Chef Executive Nick Reilly said as he presented Opel’s restructuring plan Tuesday that the automaker is seeking euro2.7 billion from European governments in loans and loan guarantees.

Parent General Motors Co. has already injected euro600 million along with euro650 million in advanced payments to ensure Opel’s cash positions.

Reilly said of the process of seeking aid: “our estimate is the overall process will take several weeks until it is completed, but we expect to have sufficient liquidity during this period.”

The figure for job losses was in line with that previously given. Opel and British sister brand Vauxhall employ around 48,000 people in Europe, about half of them in Germany.

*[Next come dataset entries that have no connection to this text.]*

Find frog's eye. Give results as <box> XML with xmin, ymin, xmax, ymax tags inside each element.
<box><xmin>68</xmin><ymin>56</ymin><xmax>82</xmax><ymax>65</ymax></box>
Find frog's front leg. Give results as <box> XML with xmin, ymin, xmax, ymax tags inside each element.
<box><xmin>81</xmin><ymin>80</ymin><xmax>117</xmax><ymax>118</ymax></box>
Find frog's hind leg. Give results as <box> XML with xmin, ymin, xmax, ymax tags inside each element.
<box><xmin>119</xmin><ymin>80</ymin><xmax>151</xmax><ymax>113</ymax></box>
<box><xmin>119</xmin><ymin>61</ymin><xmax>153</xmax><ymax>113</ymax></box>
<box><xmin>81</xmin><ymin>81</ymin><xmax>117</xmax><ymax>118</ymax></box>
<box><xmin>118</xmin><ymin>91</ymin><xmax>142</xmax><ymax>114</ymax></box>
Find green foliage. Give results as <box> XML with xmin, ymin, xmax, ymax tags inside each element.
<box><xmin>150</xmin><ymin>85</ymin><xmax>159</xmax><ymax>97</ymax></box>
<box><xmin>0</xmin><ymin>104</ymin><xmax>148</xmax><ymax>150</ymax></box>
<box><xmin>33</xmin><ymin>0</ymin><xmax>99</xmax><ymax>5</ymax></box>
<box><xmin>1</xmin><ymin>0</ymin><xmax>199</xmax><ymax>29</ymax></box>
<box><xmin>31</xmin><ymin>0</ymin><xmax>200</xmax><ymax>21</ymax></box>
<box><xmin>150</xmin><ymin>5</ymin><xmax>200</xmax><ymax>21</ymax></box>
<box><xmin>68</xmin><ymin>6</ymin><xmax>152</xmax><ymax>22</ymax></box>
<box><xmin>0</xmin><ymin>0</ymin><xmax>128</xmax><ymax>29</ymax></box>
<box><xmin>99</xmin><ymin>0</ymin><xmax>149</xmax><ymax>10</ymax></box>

“We have no time to waste,” Reilly said. “We need a plan that is going to be realistic about the tremendous economic pressures we face.”

“We are confident that we have a plan for the future that will work and deliver results,” he said, adding the company hopes to break even by 2011 and “make a decent profit in 2012.”

The job cuts will include 1,300 sales and administration positions along with cuts at most of the automaker’s manufacturing plants in Europe, Opel said.

It reiterated that it plans to close the Antwerp, Belgium plant, and let go 2,377 workers there. Production of the Astra HB3 will be transferred to Bochum.

Elsewhere, the company will cut 1,799 jobs in Bochum, Germany; 900 positions in Zaragoza, Spain; 892 in Ruesselsheim, Germany, where Opel is headquartered; 300 at Eisenach, also in Germany; 369 in Luton, England; and 300 in Kaiserslautern, Germany.

However, the plants in Gliwice, Poland and Ellesmere Port, England, are set to escape any cuts.

Opel board member Reinald Hoben said that, independently of the restructuring program, some 2,000 people in Germany previously signed up for early retirement programs will be leaving through 2012 and 2013.

The 8,300 figure includes about 500 of those employees, Hoben said. Of the remaining 1,500, about 650 will replaced will be replaced by new hires to ensure that “critical skills” are maintained, he added.

Reilly said the automaker would focus on three areas: making quality, desirable cars; developing alternative propulsion and expanding into growth markets in the Middle East and Asia.

“Several studies are underway to look at export programs,” Reilly said, “but I want to be clear: we are only going to expand in those areas where it is economically viable.”